By putting a time frame on this slow decomposition, Campbell hopes to help managers rethink their ideas of old-growth forest management. "I feel that if a tree naturally grows and dies in a 200-year period, and then takes another 100 years to decompose, the natural cycle of the tree should be looked at as the longer time frame of 300 years, not the shorter 200-year period," explained Campbell.

Mount Allison geography and environmental studies chair Dr. Peter Ennals commented "Our department has been watching Lanna progressively and systematically build a sophisticated research project over the past few years, and we are very excited that she has finally received the kind of public recognition that she wholeheartedly deserves.
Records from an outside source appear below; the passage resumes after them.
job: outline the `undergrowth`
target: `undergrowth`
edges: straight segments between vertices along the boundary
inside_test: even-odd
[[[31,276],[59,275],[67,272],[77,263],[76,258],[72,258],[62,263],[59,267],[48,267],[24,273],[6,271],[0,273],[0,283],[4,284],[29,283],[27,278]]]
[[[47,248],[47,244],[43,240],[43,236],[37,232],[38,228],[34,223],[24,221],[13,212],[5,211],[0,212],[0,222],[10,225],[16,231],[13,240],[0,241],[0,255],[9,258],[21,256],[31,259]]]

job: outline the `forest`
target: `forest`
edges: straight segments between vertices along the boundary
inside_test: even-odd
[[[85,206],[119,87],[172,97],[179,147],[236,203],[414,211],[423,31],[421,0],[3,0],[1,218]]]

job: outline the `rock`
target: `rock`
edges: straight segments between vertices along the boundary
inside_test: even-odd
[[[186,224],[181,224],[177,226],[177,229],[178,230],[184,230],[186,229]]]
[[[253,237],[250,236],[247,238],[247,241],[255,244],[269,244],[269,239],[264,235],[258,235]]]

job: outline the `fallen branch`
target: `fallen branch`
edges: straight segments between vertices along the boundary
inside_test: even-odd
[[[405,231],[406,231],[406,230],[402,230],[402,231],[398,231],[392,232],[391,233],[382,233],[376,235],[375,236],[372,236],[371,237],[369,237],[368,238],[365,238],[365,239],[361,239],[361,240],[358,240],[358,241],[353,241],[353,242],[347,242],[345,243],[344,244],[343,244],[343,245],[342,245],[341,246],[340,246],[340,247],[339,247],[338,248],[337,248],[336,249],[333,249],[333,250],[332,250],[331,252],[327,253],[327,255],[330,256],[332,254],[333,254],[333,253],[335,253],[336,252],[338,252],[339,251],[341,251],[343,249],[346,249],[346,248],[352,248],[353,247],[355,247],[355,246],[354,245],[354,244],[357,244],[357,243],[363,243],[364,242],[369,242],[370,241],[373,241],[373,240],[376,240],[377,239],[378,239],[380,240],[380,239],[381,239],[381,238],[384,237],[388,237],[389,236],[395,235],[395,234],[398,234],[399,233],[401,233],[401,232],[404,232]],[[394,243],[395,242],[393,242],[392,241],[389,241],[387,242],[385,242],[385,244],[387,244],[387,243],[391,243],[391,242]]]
We are all very proud of her accomplishment, and the attention she has brought to the quality of research that is capable from our undergraduate students here at Mount Allison."

The Atlantic Geosciences Society is made up primarily of geologists and earth scientists from across Atlantic Canada. The attendees of the conference learned about the latest research from approximately 120 presentations from across Atlantic Canada, 40 of which were delivered by students. The overall winner of the oral presentation was a PhD. student from the Dalhousie University’s Earth Sciences department.